Laut einer aktuellen Studie des National Opinion Research Center (NORC) der Universität Chicago, die im Auftrag des US-Arbeitsministeriums durchgeführt wurde, arbeiten noch immer rund 1,5 Millionen Kinder unter ausbeuterischen Bedingungen auf Kakaoplantagen in Westafrika, wo rund 70 Prozent des in Deutschland verarbeiteten Kakaos angebaut werden. Verbraucher_innen in Deutschland müssen also davon ausgehen, dass in ihrer Schokoladentafel mit hoher Wahrscheinlichkeit ausbeuterische Kinderarbeit steckt. Die Verbreitungsrate von Kinderarbeit in Westafrika hat in den letzten zehn Jahren trotz Bemühungen von Regierungen und Unternehmen nicht abgenommen. Damit geht rund jedes zweite Kind, das in den landwirtschaftlichen Regionen der Côte d’Ivoire und Ghanas lebt, ausbeuterischer Kinderarbeit nach.

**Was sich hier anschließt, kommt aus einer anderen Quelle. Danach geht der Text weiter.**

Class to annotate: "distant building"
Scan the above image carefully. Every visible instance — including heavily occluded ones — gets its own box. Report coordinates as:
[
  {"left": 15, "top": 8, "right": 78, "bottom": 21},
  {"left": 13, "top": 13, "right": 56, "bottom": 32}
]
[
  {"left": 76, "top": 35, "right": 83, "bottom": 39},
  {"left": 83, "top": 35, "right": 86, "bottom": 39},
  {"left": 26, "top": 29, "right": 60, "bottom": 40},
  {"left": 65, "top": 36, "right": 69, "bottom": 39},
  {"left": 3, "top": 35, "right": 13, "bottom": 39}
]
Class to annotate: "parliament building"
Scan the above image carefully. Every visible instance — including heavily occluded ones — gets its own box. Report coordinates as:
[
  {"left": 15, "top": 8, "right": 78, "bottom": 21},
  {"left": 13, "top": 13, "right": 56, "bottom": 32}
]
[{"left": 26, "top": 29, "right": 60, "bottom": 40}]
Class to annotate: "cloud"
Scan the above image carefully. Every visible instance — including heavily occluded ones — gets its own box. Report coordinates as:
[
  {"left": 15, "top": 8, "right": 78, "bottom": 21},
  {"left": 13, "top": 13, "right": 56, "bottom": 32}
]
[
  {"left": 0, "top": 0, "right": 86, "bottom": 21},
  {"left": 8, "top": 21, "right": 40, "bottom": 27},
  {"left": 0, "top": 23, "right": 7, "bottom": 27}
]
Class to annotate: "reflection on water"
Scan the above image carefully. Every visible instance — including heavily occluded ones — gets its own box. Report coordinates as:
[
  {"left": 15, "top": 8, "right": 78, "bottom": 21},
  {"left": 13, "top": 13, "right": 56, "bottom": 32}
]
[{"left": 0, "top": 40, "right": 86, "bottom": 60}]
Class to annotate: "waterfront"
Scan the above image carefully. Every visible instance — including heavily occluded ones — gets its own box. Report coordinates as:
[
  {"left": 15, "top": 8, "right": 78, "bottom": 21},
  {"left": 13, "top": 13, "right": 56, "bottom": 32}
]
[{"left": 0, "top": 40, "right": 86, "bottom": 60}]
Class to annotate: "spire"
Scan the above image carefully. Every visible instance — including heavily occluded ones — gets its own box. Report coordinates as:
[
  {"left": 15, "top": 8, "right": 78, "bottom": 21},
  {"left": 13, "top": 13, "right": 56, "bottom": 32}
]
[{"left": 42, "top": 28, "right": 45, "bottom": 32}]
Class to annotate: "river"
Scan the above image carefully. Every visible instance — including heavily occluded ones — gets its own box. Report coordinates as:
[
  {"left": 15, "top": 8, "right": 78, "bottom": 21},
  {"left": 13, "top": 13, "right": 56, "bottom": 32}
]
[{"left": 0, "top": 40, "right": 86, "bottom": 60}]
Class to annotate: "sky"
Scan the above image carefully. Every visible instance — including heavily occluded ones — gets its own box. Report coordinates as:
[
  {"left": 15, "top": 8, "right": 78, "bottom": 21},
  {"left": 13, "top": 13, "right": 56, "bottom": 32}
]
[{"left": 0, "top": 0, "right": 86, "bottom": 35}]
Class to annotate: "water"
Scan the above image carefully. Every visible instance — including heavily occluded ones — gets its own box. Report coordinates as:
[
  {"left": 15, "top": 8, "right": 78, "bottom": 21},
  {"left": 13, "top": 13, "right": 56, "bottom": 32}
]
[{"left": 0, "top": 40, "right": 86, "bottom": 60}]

Trotz Versprechen: keine Abnahme von Kinderarbeit
Bereits 2001 hatten Schokoladenhersteller wie Mars und Nestlé im Harkin-Engel-Protokoll versprochen, die schlimmsten Formen der Kinderarbeit bis 2005 zu beenden. Zuletzt hatte die Industrie eine Reduzierung der Kinderarbeit um 70 Prozent bis 2020 in Aussicht gestellt. Daraus geworden ist nichts, wie die neue Studie belegt. Die Kinderarbeit hat in den letzten 10 Jahren nicht abgenommen. Gestiegen ist sogar der Anteil der Kinder, die während der Arbeit gefährlichen Chemikalien ausgesetzt sind – auf mittlerweile 24 Prozent.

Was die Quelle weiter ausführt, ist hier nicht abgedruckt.